Performance
This page records benchmark results from the v0.12.x performance cycle. Numbers are updated each release cycle. All measurements are from the Go benchmark suite in benchmarks/ — see the v0.12.x performance post for the full story behind each number.

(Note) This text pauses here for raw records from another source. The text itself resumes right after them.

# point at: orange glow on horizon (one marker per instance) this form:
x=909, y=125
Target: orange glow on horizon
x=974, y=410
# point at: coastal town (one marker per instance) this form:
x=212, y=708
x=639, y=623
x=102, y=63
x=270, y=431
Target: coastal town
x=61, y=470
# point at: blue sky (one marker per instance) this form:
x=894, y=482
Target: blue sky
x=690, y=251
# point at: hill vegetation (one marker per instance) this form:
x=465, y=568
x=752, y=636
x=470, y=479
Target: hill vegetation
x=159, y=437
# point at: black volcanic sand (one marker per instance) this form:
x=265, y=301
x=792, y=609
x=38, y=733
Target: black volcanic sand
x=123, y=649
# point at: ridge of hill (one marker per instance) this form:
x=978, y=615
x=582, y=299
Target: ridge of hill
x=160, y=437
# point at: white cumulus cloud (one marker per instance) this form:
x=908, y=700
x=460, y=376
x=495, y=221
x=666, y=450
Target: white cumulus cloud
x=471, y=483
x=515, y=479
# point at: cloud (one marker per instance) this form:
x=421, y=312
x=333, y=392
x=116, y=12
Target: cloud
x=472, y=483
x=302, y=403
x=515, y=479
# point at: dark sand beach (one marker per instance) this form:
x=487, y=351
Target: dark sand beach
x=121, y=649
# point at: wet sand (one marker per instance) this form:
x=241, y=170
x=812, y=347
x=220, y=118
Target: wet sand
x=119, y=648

Machine: Apple M4, macOS, Go 1.26.
Package installation
go test -bench=BenchmarkInstall -benchmem -benchtime=3s -count=5 ./benchmarks/| Benchmark | v0.12.1 (sequential) | v0.12.2 (parallel pool) | Improvement |
|---|---|---|---|
| Install 47 wheels (warm cache) | ~65 ms | ~51 ms | −22% |
The parallel pool uses min(len(pins), GOMAXPROCS*2) workers. The gain is larger on a slow disk or network where the sequential path serialised all I/O latency.
Package resolution
go test -bench=BenchmarkPMLock -benchmem -benchtime=3s -count=5 ./benchmarks/| Benchmark | v0.12.1 | v0.12.3 (prefetch) | v0.12.4 (concurrency ×4) |
|---|---|---|---|
| pm lock, 47 pkgs, warm (fixture) | ~14 ms | ~11 ms | ~11 ms |
| pm lock, 47 pkgs, cold (real PyPI) | ~4.8 s | ~4.2 s | ~3.1 s |
The fixture benchmark uses an in-process index (no network). It measures pure resolver overhead. The cold-cache number uses a real PyPI request and reflects network latency; your numbers will differ by connection speed.
Test runner
go test -bench=BenchmarkTestRunner -benchmem -benchtime=3s -count=5 ./benchmarks/| Benchmark | v0.12.1 (unbounded) | v0.12.5 (bounded pool) |
|---|---|---|
| RunParallel, 100 test files | ~14 ms | ~14 ms |
Throughput is the same on a machine with sufficient RAM. The improvement from B-4 is peak goroutine count and GC pressure: the unbounded implementation launched one goroutine per file; the bounded pool holds at GOMAXPROCS*2. On a 200-file suite on a 4-core machine the difference is 200 live interpreter allocations versus 8.
Build cache
go test -bench=BenchmarkBuild -benchmem -benchtime=3s -count=3 ./benchmarks/| Benchmark | Time |
|---|---|
| BenchmarkBuild_CacheMiss (full build, tiny fixture) | ~14 ms |
| BenchmarkBuild_CacheHit (cache hit, tiny fixture) | ~8 ms |
| BenchmarkCheckCache_Hit (Go-level hash check, 10 files) | ~55 µs |
On a real project where file collection, minification, and zip writing dominate, the cache hit path reduces second-build time to ~55 µs of hash checks regardless of project size. The remaining ~8 ms in the CLI benchmark is process startup.
Startup
go test -bench=BenchmarkStartup -benchmem -benchtime=3s -count=3 ./benchmarks/| Benchmark | v0.12.1 | v0.12.8 |
|---|---|---|
| BenchmarkStartup (run test fixture file) | ~8 ms | ~8 ms |
BenchmarkStartup_InlinePass (bunpy -c "pass") | — | ~7.2 ms |
bunpy -c "pass" at ~7.2 ms is inside the 10 ms target and below CPython 3.14’s 14 ms cold start on M-series hardware. The lazy module loading in v0.12.8 skips all 40+ bunpy.* factory calls for scripts that never import bunpy. The remaining startup cost is Go runtime init and goipy.New().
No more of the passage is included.